Kadınlar… Sevdiklerimiz, en büyük destekçilerimiz. Daha 15 yaşında zırıl zırıl ağladığımız ilk aşklarımız. Altımızı değiştiren anneler. Düştüğümüzde popomuza bir şaplak atanlar fakat yine de elimizden tutup kaldıranlar. Sırtımızdaki en büyük destek elleri.
Ama bazen Nazım’ın dizelerinde öküzümüzden sonra gelen sofralarımıza. Ahmed Arif’in dizlerinde ‘‘Etme Gel’’ dediklerimiz. İş hayatında tacize kimi zaman boyun eğen, kimi zaman can korkusundan sesini çıkartamayan, üç kuruş para için ezilenler onlar.

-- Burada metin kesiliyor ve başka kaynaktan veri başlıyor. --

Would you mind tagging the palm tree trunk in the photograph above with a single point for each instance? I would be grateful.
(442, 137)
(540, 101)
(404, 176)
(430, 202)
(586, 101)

2012 yapım yönetmenliğini Gülten Taranç, senaristliğini Meryem Şahin’in üstlendiği CONSENSUS adlı bu kısa filmde, aslında bunlara çok iyi bir şekilde değinilmiş.
Sindirilmiş bir kadın ve onun yönetiminde çalışan diğer ezilenler. İsyan yok, çığlık yok. Çünkü güç dediğin olguyu eline almış çoktan, ahlakını kaybetmiş olan. Mutsuzluk dedikleri şeyi artık en içine yerleştirmiş bu kadınlar ekmek parası kazanmak için. Bunca zulmün arasında kalmış ve devam etmişler yine de çileye. Filmde onların çektiği sıkıntıları en ince nüanslarda yakalamış senarist. Utanmayı, yaşanmamışlığı, merakı… Yedikleri dayağı, vuramadıkları masayı, kıramadıkları bardağı, silinmeyen izleri; hatta asla silinmeyecek olan izleri.
Filmin sonuna doğru ise gereken isyanı. “İlla bombanın patlaması mı gerek sizler için” demiş. “İlla tacizler; tecavüzü mü bulmalı” demiş belki de. Film o kadar sıradan ki aslında. Hepimizin ne yazık ki bildiği gerçekler bunlar. Filmi izleyelim. Ama sizler onlar gibi isyan etmek için bir gün daha beklemeyin.
İsyan sizlerin, destek bizlerin olsun. Kol kırılsın, yenin içinde kalmasın.